Here is a snapshot of the resulting view
Reading through the results I stumbled upon the @V2If formula. This formula is used 21 times in the mail85.ntf template.
But why should one use this @V2If in a template that would never be opened on a Notes 2 client. I looked in the Designer Help to find out if there is some difference betweeen the @If and @V2If .
To my surprise I found the following sentence in the help description for @V2If
Note In applications created with Lotus Notes prior to Release 4, the @If function is automatically renamed to @V2If during the upgrade to Release 4.
If I understand this sentence correct, all @if entries in the code of an application created in Notes 3 are replaced automatically by @V2If when you convert the application from Notes 3 to Notes 4.
IMHO this must be a typo, because this would not make any sense. @IF was introduced in Notes 3. Why should one convert this to the old @V2IF when you are obviously using Notes 4?
Oh listen, a sack of rice fell over in the Yunnan district …
I’m going to seriously date myself by posting this answer…
It’s because the behavior of @If changed from version 2 to version 3. Prior to 3, @If did something very strange in software terms: it executed ALL the branches, regardless of whether the conditional was true or false. It then picked which one of those branches to return as the result based on the condition. But every branch was evaluated first.
Now you might think that’s crazy, but you have to remember, prior to 3, it was impossible for a statement in an @If to do ANYTHING but return a simple value. There were no @functions that had UI or data consequences. The formula could only affect the field it was currently in, and it could only ever result in the output of a single value. No other operations were allowed.
So it really didn’t matter whether every branch was evaluated or not, except in terms of performance. Take @If(x=y; x+y; x*y) Does it matter if you add x+y and put that in a memory register, then also multiply x*y and put that in a memory register, and THEN decide which one you’re going to point to? It doesn’t really make any difference.
But with v3, Iris introduced @functions that had both UI and data consequences. Now you could have @SetField, @SetEnvironment, and @Prompt. So now it DID make a difference which branch was executed, because if the conditional was false, you certainly don’t want to be prompting the user for information or writing values to fields.
So that meant Iris had to fork the notion of @If. They were really creating a brand new concept of conditionals that was fundamentally different in how they behaved. So they changed the internal token representation. Now they said “the old token for @If will be shown in the editor as @V2If, to clearly distinguish it from the new @If. But developers should know that the only reason to use @V2If is because they want to make something backward compatible to version 2. Otherwise, just @If is safer and more efficient.”
Honestly, there was some consternation at the time as to whether they should have left the old one as @If, and named the new one @V3If. Remember, this was the first time there’d ever been a language change in the product — it was only on it’s 3 version, and there were only a handful of it actually writing for it at the time. Clearly, the pattern stuck, as we later saw @V3UserName (differentiated because of some confusion over hierarchical names) and @V4UserAccess (I don’t remember why this changed — maybe privileges vs. roles?)

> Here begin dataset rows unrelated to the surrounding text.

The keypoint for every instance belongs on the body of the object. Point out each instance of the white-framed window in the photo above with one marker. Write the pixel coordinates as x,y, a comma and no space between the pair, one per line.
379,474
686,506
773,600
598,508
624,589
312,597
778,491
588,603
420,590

I have no idea if @V2If retains it’s old behavior since the formula engine rewrite in R6. It would be funny if it did.
It strikes me as pretty funny that the mail template still has 21 instances of @V2If. There’s 3 possible reasons for that: 1) they template is still backwards compatible to version 2; 2) there are code elements in the template that have not been touched by a human since version 4; or 3) the internal developers know something we don’t about @V2If, and it’s somehow faster or better than the regular @If in certain situations, and so it’s an optimization.
It would be fascinating to know which of these is true.